Working with Huge Text Files

L

Lorn Davies

Hi there, I'm a Python newbie hoping for some direction in working with
text files that range from 100MB to 1G in size. Basically certain rows,
sorted by the first (primary) field maybe second (date), need to be
copied and written to their own file, and some string manipulations
need to happen as well. An example of the current format:

XYZ,04JAN1993,9:30:27,28.87,7600,40,0,Z,N
XYZ,04JAN1993,9:30:28,28.87,1600,40,0,Z,N
|
| followed by like a million rows similar to the above, with
| incrementing date and time, and then on to next primary field
|
ABC,04JAN1993,9:30:27,28.875,7600,40,0,Z,N
|
| etc., there are usually 10-20 of the first field per file
| so there's a lot of repetition going on
|

The export would ideally look like this where the first field would be
written as the name of the file (XYZ.txt):

19930104, 93027, 2887, 7600, 40, 0, Z, N

Pretty ambitious for a newbie? I really hope not. I've been looking at
simpleParse, but it's a bit intense at first glance... not sure where
to start, or even if I need to go that route. Any help from you guys in
what direction to go or how to approach this would be hugely
appreciated.

Best regards,
Lorn
 
M

mensanator

Lorn said:
Hi there, I'm a Python newbie hoping for some direction in working with
text files that range from 100MB to 1G in size. Basically certain rows,
sorted by the first (primary) field maybe second (date), need to be
copied and written to their own file, and some string manipulations
need to happen as well. An example of the current format:

XYZ,04JAN1993,9:30:27,28.87,7600,40,0,Z,N
XYZ,04JAN1993,9:30:28,28.87,1600,40,0,Z,N
|
| followed by like a million rows similar to the above, with
| incrementing date and time, and then on to next primary field
|
ABC,04JAN1993,9:30:27,28.875,7600,40,0,Z,N
|
| etc., there are usually 10-20 of the first field per file
| so there's a lot of repetition going on
|

The export would ideally look like this where the first field would be
written as the name of the file (XYZ.txt):

19930104, 93027, 2887, 7600, 40, 0, Z, N

Pretty ambitious for a newbie? I really hope not. I've been looking at
simpleParse, but it's a bit intense at first glance... not sure where
to start, or even if I need to go that route. Any help from you guys in
what direction to go or how to approach this would be hugely
appreciated.

Best regards,
Lorn

You could use the csv module.

Here's the example from the manual with your sample data in a file
named simple.csv:

import csv
reader = csv.reader(file("some.csv"))
for row in reader:
print row

"""
['XYZ', '04JAN1993', '9:30:27', '28.87', '7600', '40', '0', 'Z', 'N ']
['XYZ', '04JAN1993', '9:30:28', '28.87', '1600', '40', '0', 'Z', 'N ']
['ABC', '04JAN1993', '9:30:27', '28.875', '7600', '40', '0', 'Z', 'N ']
"""

The csv module while bring each line in as a list of strings.
Of course, you want to process each line before printing it.
And you don't just want to print it, you want to write it to a file.

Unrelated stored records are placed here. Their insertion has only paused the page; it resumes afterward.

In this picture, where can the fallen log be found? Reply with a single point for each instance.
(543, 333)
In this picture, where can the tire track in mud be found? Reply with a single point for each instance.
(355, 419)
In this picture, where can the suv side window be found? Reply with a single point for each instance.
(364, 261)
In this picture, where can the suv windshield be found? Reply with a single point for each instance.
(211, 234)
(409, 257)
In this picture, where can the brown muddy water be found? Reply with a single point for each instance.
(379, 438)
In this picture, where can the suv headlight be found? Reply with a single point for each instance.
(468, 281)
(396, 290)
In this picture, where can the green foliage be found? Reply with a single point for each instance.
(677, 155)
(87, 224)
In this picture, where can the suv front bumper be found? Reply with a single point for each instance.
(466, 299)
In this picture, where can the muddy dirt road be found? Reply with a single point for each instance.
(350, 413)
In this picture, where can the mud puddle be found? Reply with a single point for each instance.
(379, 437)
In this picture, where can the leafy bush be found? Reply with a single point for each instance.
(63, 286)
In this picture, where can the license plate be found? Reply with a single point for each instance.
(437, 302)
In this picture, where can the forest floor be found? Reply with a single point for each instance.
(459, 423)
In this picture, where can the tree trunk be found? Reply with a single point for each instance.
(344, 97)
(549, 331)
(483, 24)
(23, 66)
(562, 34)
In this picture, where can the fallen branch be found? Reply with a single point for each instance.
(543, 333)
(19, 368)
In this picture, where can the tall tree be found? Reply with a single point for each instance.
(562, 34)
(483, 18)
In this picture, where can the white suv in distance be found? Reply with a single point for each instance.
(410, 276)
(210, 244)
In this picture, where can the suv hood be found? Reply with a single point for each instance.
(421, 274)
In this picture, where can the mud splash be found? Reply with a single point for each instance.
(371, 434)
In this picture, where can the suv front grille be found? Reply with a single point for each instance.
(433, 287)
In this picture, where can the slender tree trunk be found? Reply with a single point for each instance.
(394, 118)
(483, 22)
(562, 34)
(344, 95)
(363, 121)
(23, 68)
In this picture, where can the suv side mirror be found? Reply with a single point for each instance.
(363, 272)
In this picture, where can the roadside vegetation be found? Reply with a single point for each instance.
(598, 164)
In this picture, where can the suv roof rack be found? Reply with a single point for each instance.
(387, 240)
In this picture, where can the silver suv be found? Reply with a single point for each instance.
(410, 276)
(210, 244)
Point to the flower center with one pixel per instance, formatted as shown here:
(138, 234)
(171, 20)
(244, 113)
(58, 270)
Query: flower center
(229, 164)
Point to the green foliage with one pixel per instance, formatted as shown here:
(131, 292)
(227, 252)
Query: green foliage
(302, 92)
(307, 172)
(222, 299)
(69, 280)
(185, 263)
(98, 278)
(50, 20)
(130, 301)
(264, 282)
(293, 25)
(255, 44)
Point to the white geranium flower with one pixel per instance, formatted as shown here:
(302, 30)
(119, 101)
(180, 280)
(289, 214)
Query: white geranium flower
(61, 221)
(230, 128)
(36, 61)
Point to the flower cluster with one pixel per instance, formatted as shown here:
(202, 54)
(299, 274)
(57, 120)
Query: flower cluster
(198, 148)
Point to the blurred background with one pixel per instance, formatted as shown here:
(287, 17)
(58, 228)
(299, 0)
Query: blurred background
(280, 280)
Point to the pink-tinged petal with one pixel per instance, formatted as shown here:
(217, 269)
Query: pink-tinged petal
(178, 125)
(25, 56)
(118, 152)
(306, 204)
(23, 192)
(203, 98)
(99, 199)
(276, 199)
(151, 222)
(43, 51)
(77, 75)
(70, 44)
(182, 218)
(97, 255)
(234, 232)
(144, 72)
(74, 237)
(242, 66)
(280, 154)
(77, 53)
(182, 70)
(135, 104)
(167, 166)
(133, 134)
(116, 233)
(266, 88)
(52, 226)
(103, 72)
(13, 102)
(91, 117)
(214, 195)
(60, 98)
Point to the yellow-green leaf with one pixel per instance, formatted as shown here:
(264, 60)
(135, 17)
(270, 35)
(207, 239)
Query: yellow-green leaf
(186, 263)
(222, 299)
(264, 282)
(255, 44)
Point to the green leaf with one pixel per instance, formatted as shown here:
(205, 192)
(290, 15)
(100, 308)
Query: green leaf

So after reading the first line, open a file for writing with the
first field (row[0]) as the file name. Then you want to process
fields row[1], row[2] and row[3] to get them in the right format
and then write all the row fields except row[0] to the file that's
open for writing.

On every subsequent line you must check to see if row[0] has changed,
so you'll have to store row[0] in a variable. If it's changed, close
the file you've been writing to and open a new file with the new
row[0]. Then continue processing lines as before.

It will only be this simple if you can guarantee that the original
file is actually sorted by the first field.
 
M

Michael Hoffman

It will only be this simple if you can guarantee that the original
file is actually sorted by the first field.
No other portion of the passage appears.